In seiner Neujahrsansprache ging Oberbürgermeister auf die beiden Friedensfahnen ein, die seit dem Volkstrauertag (19. November) vor dem Rathaus wehen und machte die aufgedruckten Werte – Menschenwürde, Freiheit, Menschlichkeit, Gerechtigkeit und Respekt – zum Leitfaden seiner Rede. Er rief dazu auf – nach dem Beispiel von Alban Meier – den Kontakt und den Dialog mit Andersdenkenden, aber auch mit Geflüchteten zu suchen, die in Kehl lebten oder noch nach Kehl kämen. Auf diese Weise ließen sich viele Dinge regeln, bevor sie zum Problem werden könnten.

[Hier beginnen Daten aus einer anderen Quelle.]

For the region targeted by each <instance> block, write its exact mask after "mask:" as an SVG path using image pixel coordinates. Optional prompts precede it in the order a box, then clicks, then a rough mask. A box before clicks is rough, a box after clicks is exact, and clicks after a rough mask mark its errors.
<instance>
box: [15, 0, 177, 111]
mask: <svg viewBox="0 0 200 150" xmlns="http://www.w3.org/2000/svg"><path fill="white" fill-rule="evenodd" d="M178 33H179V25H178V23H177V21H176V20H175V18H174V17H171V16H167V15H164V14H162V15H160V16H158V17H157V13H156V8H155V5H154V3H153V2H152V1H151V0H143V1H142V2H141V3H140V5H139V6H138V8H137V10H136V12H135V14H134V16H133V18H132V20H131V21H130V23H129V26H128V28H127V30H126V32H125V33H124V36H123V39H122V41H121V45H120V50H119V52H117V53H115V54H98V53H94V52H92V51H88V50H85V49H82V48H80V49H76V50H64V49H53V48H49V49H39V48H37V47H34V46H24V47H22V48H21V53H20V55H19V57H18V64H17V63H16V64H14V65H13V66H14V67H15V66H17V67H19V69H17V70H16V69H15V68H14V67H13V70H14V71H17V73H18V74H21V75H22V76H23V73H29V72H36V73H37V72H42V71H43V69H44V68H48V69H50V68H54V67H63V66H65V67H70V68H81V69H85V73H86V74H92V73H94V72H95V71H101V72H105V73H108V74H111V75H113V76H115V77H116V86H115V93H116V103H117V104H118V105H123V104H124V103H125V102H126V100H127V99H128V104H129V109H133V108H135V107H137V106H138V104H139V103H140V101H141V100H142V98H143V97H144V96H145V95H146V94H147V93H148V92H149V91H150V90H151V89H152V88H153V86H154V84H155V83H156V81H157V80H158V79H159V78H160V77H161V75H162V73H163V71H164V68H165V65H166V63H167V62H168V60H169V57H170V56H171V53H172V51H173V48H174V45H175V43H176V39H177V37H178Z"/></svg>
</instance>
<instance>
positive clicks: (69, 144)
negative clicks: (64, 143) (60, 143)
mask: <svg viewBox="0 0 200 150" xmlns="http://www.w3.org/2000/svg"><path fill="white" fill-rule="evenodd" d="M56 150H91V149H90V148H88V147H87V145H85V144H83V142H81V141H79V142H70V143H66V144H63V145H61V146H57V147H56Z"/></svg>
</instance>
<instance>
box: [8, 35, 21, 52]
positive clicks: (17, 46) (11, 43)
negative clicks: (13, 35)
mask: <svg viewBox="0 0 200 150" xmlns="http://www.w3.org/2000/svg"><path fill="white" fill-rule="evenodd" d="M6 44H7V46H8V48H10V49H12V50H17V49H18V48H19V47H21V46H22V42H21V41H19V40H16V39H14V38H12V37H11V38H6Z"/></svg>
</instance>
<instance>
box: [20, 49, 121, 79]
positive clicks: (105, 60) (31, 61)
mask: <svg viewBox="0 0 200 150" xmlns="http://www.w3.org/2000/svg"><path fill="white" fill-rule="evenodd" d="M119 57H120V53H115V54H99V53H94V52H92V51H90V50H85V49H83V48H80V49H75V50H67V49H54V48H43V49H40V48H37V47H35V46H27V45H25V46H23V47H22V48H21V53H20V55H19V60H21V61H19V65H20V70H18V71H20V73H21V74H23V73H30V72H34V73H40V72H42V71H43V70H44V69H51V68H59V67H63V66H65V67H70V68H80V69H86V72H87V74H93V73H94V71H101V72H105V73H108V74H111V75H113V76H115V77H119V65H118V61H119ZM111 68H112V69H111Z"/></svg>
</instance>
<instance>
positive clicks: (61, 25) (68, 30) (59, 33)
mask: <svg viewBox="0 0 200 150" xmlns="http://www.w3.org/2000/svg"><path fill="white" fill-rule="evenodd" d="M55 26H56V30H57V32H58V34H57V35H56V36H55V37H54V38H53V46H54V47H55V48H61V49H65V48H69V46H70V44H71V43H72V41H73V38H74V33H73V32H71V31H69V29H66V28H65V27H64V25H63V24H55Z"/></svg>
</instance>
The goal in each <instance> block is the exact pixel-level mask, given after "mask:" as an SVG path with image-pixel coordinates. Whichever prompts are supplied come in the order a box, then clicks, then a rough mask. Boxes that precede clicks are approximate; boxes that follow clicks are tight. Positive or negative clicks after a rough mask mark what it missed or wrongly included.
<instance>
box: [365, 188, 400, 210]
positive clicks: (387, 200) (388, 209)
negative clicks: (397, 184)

Er stellte dar, „dass es uns gut geht in Kehl: Wir leben nicht nur in Frieden und Freiheit, sondern auch im Wohlstand“. Die Stadt könne sich zusätzlich zur Sanierung und der Digitalisierung der Schullandschaft mit einem Investitionsvolumen von rund 30 Millionen Euro, den Neu-, Aus- und Umbau von Kindertageseinrichtungen leisten und noch dazu ein neues kombiniertes Hallen- und Freibad für rund 45 Millionen Euro bauen.
Parallel dazu habe die Stadt die Aufnahme des Bereichs von der Stadthalle bis zum Hanauer Museum ins Städtebauförderprogramm beantragt – auch hier sollen 14 Millionen Euro für die Umgestaltung der Hauptstraße und den Bau eines dringend notwendigen Verwaltungsgebäudes auf dem Rathausareal ausgegeben werden.
Wolfram Britz ging auch auf den Wunsch der Interessengemeinschaft Kehl-Kernstadt nach einem Ortschaftsrat ein und sagte zu, dass die Verwaltung schon bald Vorschläge zu Beteiligungsmodellen machen werde.
Wie Bundespräsident Frank-Walter Steinmeier an Weihnachten forderte er Kehler auf: „Arbeiten Sie mit, damit besser wird, was noch nicht gut ist, lassen Sie uns das Gemeinsame über das Trennende stellen.“ Und schloss: „Wir haben allen Grund zur Hoffnung, wenn wir auf das setzen, was allein Zukunft möglich macht: Zusammengehörigkeit und Zusammenhalt.“
Umrahmt wurden die Feierlichkeiten an diesem Abend von dem Freiburger Kabarettisten Mathias Deutschmann der während seines Auftritts nur lobende Worte für die Stadt Kehl und seinen Oberbürgermeister fand. In Richtung des OBs sagte er im Anschluss an dessen Neujahrsansprache: „So eine Rede hätte ich vom Niveau her auch in Freiburg hören können“. Außerdem merkte er an, dass man Europa nirgendwo so nahe sei als in Kehl. Für die musikalische Untermalung sorgten die Band Café Flore sowie der junge Pianist Robin Kersic der auf dem Klavier Interpretationen der Musikstücke Mamma Mia und Fly me tot he Moon vorführte.
Von Kehl über Kork nach New York hieß es, als die beiden ehemaligen Kehler Phillip Jedicke, der heute als Filmregisseur arbeitet und der ZDF Moderator Uli Kunz in einem eingespielten Video für eine kleine Überraschung sorgten. Kurz bevor Wolfram Britz gemeinsam mit den beiden mit der Bürgermedaille geehrten Alban Meier und Friedrich Peter die Neujahrsbrezel anschnitt, wünschten sie allen Gästen noch eine schöne Feier und ein gutes Jahr 2024.